Les ouvrages originaux où les médecins empiriques avaient exposé leur théorie de la méthode sont perdus ; mais nous en trouvons un résumé dans Galien, qui, il est vrai, s’attache souvent à les combattre, principalement dans le De Sectis[1] et dans la Subfiguratio empirica[2].

Suivant les empiriques, la science médicale est fondée, non pas, comme le soutiennent les dogmatiques, sur l’expérience unie à la démonstration, mais sur l’expérience seule. Il y a trois sortes d’expérience : l’expérience directe, ou première vue, (αὐτοψία), appelée aussi par Théodas l’observation (τήρησις) ; l’histoire ; le passage du semblable au semblable (ἡ τοῦ ὁμοίου μετάβασις).

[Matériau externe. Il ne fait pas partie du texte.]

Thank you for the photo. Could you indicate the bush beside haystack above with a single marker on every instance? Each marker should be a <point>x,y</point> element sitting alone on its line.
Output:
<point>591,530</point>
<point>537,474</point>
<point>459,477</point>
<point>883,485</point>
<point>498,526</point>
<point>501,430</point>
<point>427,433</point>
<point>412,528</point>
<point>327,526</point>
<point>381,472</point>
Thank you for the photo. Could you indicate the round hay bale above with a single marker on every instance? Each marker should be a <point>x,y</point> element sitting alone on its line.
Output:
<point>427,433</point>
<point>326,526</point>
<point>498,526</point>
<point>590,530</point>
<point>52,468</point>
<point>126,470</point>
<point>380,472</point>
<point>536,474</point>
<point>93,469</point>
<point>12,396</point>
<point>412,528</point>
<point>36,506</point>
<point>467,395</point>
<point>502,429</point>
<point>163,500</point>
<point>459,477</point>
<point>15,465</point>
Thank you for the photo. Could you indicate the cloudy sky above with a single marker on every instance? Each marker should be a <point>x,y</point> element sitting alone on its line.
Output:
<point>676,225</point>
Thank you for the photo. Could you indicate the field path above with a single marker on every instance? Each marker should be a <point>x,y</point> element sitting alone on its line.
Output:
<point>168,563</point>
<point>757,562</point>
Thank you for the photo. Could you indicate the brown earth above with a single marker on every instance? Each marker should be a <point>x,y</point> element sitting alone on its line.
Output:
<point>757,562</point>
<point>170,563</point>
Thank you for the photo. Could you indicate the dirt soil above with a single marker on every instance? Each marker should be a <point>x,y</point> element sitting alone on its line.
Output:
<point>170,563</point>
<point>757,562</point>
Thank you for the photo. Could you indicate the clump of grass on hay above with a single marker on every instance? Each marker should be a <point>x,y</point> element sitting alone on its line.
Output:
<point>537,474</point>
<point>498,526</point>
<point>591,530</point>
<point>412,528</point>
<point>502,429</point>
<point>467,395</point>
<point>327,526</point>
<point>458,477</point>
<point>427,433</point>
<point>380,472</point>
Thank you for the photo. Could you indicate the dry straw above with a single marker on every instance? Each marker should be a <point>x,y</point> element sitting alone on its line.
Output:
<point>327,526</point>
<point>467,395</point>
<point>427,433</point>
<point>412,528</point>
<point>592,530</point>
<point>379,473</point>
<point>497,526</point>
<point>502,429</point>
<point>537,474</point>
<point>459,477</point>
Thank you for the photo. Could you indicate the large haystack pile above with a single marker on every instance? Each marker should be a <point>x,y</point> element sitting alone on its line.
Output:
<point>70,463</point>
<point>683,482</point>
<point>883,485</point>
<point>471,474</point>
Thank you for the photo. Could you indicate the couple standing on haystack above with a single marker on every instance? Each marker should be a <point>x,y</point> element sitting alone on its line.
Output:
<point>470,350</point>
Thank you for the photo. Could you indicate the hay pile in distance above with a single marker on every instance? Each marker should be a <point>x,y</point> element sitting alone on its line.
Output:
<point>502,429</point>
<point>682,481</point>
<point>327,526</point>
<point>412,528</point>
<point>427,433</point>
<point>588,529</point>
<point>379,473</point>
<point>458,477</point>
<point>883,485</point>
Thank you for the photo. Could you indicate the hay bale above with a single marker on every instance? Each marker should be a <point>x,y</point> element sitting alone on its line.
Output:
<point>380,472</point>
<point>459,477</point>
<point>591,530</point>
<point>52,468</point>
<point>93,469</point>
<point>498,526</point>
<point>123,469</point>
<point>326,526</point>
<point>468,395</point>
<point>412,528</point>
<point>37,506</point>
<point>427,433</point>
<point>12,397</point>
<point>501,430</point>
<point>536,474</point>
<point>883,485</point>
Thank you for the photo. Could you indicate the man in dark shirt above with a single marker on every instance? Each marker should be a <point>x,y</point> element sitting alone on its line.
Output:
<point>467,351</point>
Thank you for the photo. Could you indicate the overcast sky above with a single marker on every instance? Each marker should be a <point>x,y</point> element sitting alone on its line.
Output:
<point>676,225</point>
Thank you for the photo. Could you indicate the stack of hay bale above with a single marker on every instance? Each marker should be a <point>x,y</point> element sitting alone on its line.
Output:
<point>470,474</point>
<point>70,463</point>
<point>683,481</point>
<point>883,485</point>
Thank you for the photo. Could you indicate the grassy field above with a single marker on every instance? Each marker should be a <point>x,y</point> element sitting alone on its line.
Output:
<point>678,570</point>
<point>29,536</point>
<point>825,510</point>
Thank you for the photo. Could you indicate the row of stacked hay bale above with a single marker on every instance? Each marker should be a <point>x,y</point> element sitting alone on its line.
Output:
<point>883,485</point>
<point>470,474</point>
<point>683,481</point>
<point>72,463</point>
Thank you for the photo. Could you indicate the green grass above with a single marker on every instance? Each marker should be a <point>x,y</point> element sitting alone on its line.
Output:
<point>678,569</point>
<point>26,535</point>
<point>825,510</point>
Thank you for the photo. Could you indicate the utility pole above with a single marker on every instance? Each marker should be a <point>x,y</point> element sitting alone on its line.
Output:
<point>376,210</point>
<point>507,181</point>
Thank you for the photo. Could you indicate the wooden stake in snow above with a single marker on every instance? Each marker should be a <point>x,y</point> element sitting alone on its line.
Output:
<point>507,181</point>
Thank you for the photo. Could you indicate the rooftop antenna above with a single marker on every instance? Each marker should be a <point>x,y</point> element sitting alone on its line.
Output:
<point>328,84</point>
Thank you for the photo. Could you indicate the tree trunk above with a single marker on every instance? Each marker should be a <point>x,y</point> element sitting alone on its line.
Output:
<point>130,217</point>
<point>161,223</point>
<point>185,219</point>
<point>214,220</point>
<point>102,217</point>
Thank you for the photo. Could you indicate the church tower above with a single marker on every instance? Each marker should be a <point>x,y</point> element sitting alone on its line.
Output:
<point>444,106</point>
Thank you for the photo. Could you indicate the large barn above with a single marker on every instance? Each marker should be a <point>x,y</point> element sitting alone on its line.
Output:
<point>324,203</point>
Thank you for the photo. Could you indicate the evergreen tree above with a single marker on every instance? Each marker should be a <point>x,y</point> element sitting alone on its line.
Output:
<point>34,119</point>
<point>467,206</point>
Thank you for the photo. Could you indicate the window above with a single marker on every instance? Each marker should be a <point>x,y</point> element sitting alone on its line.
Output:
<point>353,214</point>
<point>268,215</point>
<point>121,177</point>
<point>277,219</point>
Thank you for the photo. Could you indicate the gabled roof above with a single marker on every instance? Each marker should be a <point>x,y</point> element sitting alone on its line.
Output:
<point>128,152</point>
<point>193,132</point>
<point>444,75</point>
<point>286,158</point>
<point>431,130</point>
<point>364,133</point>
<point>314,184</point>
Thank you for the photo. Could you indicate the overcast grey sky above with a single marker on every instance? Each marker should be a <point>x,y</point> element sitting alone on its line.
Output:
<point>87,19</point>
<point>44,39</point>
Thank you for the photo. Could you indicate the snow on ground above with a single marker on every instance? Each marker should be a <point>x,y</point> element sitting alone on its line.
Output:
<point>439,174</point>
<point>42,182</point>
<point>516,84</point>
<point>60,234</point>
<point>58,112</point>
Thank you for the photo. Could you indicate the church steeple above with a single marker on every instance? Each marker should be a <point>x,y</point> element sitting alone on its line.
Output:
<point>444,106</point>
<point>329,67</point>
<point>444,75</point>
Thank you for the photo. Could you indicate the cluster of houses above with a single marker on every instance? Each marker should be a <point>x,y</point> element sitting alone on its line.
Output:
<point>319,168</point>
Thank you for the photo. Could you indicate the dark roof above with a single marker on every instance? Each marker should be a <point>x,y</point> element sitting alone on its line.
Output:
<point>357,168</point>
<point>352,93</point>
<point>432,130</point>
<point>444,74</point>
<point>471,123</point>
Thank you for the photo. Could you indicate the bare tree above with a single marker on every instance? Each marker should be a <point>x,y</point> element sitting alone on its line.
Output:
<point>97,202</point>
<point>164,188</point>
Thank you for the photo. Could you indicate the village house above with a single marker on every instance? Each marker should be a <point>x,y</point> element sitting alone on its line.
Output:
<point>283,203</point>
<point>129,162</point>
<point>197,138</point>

1o L’observation ou autopsie peut être, ou bien naturelle, due à une simple rencontre (περίπτωσις), par exemple si un homme qui souffre de la tête fait une chute, s’ouvre la veine du front, saigne, et éprouve un soulagement, ou au contraire aggrave son mal ; — ou bien fortuite (αὐτοσχέδιον), par exemple si on essaye avec intention un moyen suggéré en songe, ou autrement ; — ou enfin imitative (μιμητική), si on expérimente à diverses reprises, dans des affections identiques, des moyens quelconques qui ont nui ou soulagé soit accidentellement, soit par hasard. — Mais il ne suffit pas de faire une observation sommaire : il faut tenir compte des cas de non-réussite ; il faut s’assurer si les mêmes remèdes produisent les mêmes résultats ou toujours, ou le plus souvent, ou si le nombre des succès égale le nombre des échecs ; ou si le succès est rare. Faute de prendre cette précaution, on n’a qu’une expérience incomplète et désordonnée (κατὰ μόριον ἐμπειρίαν ἀσύνθετον ὑπάρχουσαν) : ce n’est pas une vraie expérience[3].

  1. Édit. Kuhn, t.  I, p. 66. Leipzig, 1821-1830.
  2. Bonnet, De Cl. Galeni Subf. emp. Bonn, 1872.
  3. Subf. emp., p. 38.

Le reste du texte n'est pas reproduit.